Predictions: The predictions of the TOFT are: (1) carcinogenesis arises from alterations of tissue organization, for example, when the reciprocal interactions between an epithelium and its subjacent stroma are modified; i.e., alterations of the stroma may result in the development of carcinomas (tumors of epithelial origin) (2) cells from a neoplasm are normalized when placed in a normal tissue environment; i.e., the neoplastic phenotype is reversible.

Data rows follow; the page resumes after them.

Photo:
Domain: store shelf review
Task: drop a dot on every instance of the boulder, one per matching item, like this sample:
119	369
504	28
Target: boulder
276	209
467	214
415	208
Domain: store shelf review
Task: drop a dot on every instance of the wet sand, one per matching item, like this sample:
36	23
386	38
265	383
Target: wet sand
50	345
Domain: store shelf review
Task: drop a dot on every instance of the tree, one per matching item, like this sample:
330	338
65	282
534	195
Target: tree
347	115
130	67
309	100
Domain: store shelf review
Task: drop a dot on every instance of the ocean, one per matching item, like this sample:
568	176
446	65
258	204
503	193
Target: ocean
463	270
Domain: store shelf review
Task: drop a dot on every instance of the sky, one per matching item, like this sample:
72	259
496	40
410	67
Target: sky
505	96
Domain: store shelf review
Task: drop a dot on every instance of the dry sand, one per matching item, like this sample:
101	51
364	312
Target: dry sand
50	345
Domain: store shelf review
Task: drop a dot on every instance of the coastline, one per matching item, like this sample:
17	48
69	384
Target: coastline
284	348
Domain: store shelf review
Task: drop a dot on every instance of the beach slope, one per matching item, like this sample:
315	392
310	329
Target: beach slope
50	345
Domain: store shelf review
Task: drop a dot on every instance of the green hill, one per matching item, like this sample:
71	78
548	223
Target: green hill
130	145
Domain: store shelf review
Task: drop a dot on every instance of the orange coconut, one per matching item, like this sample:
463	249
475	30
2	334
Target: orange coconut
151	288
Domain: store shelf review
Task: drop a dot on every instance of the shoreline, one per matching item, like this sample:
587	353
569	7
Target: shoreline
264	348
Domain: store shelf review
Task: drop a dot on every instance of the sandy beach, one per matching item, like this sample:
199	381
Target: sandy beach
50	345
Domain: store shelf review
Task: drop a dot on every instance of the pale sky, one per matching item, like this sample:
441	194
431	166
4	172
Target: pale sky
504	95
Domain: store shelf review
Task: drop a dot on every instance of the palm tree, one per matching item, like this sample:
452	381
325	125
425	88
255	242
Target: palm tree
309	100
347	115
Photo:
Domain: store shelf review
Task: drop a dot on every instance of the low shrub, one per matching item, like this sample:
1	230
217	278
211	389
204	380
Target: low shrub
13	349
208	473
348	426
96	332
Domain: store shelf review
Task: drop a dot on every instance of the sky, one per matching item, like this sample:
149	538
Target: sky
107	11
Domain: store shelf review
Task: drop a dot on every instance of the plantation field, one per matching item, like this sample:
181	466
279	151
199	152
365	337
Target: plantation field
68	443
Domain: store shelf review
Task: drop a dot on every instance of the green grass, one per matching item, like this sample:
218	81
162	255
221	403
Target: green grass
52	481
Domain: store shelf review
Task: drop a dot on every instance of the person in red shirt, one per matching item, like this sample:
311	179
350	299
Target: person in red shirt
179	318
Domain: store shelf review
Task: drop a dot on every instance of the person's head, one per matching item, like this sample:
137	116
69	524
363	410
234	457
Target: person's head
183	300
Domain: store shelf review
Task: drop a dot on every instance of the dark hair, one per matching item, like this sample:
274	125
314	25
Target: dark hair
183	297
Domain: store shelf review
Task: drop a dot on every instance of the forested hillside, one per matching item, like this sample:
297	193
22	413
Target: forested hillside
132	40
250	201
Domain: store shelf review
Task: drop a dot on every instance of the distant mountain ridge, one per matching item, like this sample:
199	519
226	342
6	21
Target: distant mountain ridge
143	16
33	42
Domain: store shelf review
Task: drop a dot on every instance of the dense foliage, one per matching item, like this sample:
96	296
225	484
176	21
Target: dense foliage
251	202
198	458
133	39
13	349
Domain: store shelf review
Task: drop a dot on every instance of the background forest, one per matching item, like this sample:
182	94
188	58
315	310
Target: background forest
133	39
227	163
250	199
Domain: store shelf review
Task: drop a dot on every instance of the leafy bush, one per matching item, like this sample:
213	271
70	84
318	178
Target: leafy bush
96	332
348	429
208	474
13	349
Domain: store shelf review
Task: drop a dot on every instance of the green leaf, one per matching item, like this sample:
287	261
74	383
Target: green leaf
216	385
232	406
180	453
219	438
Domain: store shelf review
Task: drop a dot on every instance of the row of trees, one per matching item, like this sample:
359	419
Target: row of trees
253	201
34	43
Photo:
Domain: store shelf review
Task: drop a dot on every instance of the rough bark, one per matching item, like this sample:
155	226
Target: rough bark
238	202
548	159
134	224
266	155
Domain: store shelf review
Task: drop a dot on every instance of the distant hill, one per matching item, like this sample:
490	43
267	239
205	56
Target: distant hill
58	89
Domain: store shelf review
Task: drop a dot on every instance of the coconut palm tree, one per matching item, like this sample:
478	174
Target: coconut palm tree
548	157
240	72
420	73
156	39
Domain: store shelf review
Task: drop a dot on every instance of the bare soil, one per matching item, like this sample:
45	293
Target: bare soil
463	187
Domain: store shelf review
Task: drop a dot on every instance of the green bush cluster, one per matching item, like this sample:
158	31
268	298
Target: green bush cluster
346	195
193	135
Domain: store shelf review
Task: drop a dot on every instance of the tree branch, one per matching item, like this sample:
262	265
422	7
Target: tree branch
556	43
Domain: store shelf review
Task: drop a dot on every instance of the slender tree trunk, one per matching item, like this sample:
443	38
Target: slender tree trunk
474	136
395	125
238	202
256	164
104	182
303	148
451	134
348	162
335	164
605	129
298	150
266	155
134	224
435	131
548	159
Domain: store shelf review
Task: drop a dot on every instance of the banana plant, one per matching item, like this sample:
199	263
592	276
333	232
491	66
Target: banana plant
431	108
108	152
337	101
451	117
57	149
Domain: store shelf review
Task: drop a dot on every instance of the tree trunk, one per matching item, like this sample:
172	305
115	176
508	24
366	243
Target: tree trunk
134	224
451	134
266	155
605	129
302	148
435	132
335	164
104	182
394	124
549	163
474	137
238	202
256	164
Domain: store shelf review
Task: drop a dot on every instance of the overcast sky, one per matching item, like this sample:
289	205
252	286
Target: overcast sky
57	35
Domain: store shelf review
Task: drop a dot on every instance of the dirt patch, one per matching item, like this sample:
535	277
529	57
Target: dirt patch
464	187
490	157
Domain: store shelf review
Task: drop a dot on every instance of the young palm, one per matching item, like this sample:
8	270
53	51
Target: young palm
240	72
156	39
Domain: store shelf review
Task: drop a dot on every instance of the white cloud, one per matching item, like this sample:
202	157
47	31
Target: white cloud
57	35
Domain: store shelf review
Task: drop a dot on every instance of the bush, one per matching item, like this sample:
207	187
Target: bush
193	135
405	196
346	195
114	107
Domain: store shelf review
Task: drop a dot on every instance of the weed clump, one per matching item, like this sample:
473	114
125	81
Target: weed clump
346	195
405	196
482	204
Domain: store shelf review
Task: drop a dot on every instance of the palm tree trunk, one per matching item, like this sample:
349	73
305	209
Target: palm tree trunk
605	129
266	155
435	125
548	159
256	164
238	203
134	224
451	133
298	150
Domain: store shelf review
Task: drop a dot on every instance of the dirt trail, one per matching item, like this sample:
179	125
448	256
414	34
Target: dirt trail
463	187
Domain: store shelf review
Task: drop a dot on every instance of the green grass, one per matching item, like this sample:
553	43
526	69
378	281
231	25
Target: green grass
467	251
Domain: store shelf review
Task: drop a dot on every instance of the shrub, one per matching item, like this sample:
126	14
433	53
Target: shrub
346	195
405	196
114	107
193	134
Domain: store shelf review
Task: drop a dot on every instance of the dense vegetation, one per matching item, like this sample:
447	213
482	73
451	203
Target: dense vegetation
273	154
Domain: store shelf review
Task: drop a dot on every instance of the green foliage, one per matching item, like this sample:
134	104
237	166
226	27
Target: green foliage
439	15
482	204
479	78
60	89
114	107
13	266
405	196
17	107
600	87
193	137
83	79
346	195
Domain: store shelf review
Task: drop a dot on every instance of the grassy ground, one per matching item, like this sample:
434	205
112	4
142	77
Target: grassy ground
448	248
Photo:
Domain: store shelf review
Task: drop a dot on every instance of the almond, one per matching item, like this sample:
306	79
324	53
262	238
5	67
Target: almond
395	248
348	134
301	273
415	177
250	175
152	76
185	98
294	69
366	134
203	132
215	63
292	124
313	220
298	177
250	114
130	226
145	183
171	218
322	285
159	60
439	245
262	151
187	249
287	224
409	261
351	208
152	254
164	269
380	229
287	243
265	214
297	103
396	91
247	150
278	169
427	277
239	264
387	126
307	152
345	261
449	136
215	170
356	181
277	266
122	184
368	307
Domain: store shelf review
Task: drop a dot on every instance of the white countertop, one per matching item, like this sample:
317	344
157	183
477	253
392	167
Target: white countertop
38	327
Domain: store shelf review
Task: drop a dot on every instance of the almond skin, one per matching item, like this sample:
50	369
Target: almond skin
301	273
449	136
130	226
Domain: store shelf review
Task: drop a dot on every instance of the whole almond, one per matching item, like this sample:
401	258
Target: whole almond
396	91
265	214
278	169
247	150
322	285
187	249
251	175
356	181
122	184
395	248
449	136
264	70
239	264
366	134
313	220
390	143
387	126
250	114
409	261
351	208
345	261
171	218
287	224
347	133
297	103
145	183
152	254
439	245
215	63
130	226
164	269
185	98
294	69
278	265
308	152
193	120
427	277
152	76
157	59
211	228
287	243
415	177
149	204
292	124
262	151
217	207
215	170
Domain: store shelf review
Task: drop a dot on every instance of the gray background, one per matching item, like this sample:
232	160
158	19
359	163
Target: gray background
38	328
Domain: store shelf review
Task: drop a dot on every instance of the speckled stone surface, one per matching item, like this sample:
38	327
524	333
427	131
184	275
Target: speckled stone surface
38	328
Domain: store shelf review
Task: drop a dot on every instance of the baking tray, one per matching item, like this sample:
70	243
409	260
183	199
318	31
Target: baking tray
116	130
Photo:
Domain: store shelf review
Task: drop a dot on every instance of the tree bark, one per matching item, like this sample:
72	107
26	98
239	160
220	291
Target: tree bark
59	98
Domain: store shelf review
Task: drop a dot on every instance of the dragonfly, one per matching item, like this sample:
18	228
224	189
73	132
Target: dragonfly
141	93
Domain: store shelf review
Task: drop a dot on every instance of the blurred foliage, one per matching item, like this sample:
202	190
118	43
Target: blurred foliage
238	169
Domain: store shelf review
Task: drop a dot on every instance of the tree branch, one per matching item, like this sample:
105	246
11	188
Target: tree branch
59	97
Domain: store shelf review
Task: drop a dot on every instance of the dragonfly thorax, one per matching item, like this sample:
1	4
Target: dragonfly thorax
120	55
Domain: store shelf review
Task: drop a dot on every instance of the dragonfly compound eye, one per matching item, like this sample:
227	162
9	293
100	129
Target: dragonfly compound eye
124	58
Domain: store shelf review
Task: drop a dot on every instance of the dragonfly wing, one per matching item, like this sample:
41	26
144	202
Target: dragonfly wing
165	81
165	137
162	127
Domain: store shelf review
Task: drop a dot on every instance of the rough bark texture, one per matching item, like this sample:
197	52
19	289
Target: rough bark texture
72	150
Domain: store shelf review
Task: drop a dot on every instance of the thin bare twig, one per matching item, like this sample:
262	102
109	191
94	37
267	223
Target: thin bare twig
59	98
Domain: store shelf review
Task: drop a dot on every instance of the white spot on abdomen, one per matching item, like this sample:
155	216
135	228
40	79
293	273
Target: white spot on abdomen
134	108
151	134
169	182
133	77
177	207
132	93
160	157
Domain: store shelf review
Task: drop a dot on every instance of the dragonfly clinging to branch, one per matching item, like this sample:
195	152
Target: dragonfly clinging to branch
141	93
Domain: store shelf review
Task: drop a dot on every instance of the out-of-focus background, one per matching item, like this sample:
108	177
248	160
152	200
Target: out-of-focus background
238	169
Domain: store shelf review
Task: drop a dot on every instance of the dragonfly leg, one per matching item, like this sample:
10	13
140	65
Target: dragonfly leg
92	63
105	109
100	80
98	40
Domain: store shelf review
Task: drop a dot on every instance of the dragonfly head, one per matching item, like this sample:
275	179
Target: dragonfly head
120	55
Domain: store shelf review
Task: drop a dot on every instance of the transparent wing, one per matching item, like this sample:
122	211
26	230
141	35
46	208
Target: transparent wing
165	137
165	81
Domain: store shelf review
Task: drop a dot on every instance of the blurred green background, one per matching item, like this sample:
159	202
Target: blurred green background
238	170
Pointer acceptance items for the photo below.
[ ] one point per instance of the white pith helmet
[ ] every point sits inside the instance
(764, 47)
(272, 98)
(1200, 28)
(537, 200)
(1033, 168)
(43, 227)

Supporting data: Prediction #1: Using a model of induction of mammary carcinogenesis by the chemical nitroso-methyl urea, we found that exposure of the stroma and subsequent recombination with epithelial cells not exposed to carcinogen resulted in the development of neoplasms, while the reverse recombination (non-exposed stroma plus exposed epithelial cells) did not. This result is consistent with the TOFT and inconsistent with the SMT, which predicts that cancer should arise when the epithelial cells are exposed. Prediction #2: Teratocarcinoma cells introduced into blastocysts get integrated into the normal tissues in the embryo, transplantation of the nuclei of cancer cells into enucleated zygotes result in normal development, hepatocarcinoma cells injected into a normal liver behave as normal cells, mammary carcinoma cells injected into normal mammary gland stroma of adult animals form normal mammary ducts.

Conclusion.
We will conclude by defending our evaluation of the first as a regressive program; and the second as a progressive, and promising one.
It is not our intention to take Lakatos’ proposal as a definitive model; as it is well known the premature death of the philosopher left his proposal un-ended. Nevertheless we will defend in our conclusion the fruitfulness of our use of it.